Saturday, January 17, 2009

Salary Caps

Bleeaaaarrffff! That's the sound of me barfing all over people's justifications of a completely unfair professional sports league.

The "buzz" stat now is to talk about how 20 teams in baseball have won a World Series in the last 30 years. First of all, I figured out this was wrong by doing the math IN MY HEAD. I thought of the number of teams who either haven't won ever, or who haven't won in over 30 years (which should be said as 31 years if you want to include the last 30 winners, since there was no World Series in 1994--but that doesn't affect the stat), and I came up with 11 teams. And you have to go back to 1954 to find the last time one of them won, so you could also change that stat to say "the last fifty years." But the point is, 30 teams total, minus those 11 who haven't won in at least 30 (or any number up to 54) years, equals 19.

So, the correct number of teams who have won the World Series in the last 30 years is 19. Not 20. Count for yourself below.* The incorrect stat even made a Wikipedia article, which I've left alone for now....

That's only off by one, but, come on, paid newspaper people who have the nerve to call yourselves "bloggers" because you know you have to to stay relevant, get your stupid facts straight.

The point is, over one third of all baseball teams haven't won the World Series in over 50 years. Eight of those have NEVER won--though many haven't been around that long, obviously. The total number of World Series' gone by for each of the 11 unluckiest, added together is...well, over 400 years by my quick in-head estimate.

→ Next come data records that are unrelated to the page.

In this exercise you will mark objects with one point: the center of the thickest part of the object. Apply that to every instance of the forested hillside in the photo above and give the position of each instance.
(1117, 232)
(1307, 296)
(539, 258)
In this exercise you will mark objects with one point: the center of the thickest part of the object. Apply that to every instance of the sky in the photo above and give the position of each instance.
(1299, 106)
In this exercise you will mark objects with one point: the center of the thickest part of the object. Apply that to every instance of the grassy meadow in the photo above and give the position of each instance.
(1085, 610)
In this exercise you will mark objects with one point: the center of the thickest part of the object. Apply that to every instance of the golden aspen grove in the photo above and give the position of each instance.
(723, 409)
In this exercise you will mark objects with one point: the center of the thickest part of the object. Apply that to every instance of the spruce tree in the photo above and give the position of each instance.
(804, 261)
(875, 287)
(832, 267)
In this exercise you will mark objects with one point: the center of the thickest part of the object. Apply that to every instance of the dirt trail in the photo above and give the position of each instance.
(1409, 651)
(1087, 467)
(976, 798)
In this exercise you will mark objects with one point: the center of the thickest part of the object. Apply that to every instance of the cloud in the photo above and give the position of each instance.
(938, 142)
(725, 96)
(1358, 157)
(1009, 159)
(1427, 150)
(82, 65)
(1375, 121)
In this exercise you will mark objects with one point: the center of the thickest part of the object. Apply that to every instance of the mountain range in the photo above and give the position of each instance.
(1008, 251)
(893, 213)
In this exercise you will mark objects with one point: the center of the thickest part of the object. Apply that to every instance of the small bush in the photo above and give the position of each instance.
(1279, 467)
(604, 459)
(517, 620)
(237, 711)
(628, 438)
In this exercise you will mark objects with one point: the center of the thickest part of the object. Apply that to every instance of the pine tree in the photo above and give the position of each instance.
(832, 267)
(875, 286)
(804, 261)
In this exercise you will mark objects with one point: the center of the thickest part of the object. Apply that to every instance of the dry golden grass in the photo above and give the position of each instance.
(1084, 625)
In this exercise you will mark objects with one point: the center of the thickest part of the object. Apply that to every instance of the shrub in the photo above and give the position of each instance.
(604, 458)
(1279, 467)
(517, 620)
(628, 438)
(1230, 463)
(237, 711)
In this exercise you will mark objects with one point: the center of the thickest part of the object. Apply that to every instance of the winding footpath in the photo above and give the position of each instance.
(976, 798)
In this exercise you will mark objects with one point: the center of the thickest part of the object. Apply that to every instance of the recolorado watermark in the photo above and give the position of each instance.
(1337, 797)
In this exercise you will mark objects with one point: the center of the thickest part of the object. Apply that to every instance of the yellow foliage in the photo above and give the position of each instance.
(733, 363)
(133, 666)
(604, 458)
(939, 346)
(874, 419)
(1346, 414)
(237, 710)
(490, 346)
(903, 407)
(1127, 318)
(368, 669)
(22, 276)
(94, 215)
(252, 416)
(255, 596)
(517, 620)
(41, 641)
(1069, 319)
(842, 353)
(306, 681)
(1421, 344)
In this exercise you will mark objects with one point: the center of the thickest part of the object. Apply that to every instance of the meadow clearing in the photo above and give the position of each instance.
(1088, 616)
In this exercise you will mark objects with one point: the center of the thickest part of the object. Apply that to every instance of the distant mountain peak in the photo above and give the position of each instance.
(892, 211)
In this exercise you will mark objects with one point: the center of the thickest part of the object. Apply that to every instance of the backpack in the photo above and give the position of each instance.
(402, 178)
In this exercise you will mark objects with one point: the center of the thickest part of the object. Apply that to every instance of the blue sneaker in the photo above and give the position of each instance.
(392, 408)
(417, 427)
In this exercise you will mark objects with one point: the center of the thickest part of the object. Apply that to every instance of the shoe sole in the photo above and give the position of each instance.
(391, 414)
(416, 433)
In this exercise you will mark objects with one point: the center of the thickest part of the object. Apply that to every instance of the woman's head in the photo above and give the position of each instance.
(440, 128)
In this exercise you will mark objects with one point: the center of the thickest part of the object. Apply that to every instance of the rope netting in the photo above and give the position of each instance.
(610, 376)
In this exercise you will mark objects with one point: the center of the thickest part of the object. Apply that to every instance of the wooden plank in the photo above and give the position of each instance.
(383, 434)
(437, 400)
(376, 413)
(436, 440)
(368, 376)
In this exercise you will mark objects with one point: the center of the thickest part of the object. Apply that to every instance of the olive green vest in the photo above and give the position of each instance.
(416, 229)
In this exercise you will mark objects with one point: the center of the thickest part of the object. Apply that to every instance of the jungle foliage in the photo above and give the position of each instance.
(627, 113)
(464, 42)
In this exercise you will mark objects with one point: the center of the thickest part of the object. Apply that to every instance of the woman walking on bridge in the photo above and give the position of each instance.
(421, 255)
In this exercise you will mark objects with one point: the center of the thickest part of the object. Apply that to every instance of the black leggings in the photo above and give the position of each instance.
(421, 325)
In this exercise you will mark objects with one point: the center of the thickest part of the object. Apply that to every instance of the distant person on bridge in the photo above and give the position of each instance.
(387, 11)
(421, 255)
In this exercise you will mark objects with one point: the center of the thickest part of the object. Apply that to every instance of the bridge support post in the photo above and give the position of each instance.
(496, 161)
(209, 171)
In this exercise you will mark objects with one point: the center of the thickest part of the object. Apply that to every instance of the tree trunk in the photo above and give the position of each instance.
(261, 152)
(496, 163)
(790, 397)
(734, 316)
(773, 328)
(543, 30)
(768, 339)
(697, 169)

And it hardly makes sense to take the teams that won a few decades ago and act like they're part of a current trend of parity. "The Pirates won in 1979, things are way more even than they are in the NFL!" Yes, a team in a 30-team league should win about once every 30 years, but winning one and then spitting the shit-bit for the next 29 doesn't scream "parity" to me.

How many titles will that bottom third win in the next ten years combined? Maybe two? Then your stat becomes 21 in 40 years--which would also be 21 in 64 years. And if you wanted to take the last 30 years (in 2019), you'd lose one team off your 19 for all the teams whose only win in the span came in the '80s--meaning that it's almost a guarantee that this "last 30 years" stat will have less than 19 teams, and probably way less, 10 years from now, bringing MLB closer to the other sports. (Disregard that last sentence if you're one of those "scared of math" people.)

These people think they're so smart. And then I have to see the links: "This smarty-pants Yankee blog agrees that salary caps won't work, click here...." Great.


* Never won: Washington (formerly Montreal), Tampa Bay, Seattle, Colorado, Milwaukee, Houston, Texas (formerly Washington), San Diego. Haven't won since 1954 or earlier: Cleveland, SF, Chi Cubs. Total: 11. Therefore, 19 have won in the last 30 "years." (And this isn't like that trick where you convince someone you have 11 fingers.)